In a simulator, the AI can go through trial and error like that rapidly. But in real life, a robot works far slower. “If you think about something like reinforcement learning, where you learn from trial and error, the challenge is that often you need a lot of trial and error before you get somewhere,” says UC Berkeley roboticist Pieter Abbeel, who leads the learning research with Brett. “And so if you run it all in the real robot, it’s not always that easy to do.”
Part of the problem is that humans are still writing and refining the algorithms that allow a robot to learn. So what these researchers are chasing now is taking learning to the next level, specifically “learning to learn.” A programmer could keep tweaking Brett’s algorithm to get it to learn ever faster, sure. But what if the robot had the power to tweak itself? Meaning, the learning algorithm is itself learned.

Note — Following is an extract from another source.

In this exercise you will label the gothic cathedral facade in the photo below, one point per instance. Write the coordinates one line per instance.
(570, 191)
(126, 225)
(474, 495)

“You could hope that maybe as a consequence you end up with a better algorithm than one that humans can design,” says Abbeel. “And you might have a reinforcement learning algorithm that maybe can have a robot learn to walk in a few hours rather than two weeks, maybe even faster.”
This is essential for building a robotic future that isn’t totally maddening. Without robots learning to learn, humans will have to hold their hands. “If we want a robot to be able to act intelligently in this incredibly diverse world that we have, it needs to be able to adapt very quickly to new scenarios,” says Chelsea Finn, a PhD student in Abbeel’s lab. “Every living room is different in a home, and if we train a robot just on a single living room it’s not going to be able to handle yours.”
Solving peg puzzles, then, is literally and figuratively child’s play. Brett’s descendants will be smarter, faster, and more dextrous—truly capable of navigating the chaos that is the human world. They’ve just got to learn a thing or two first.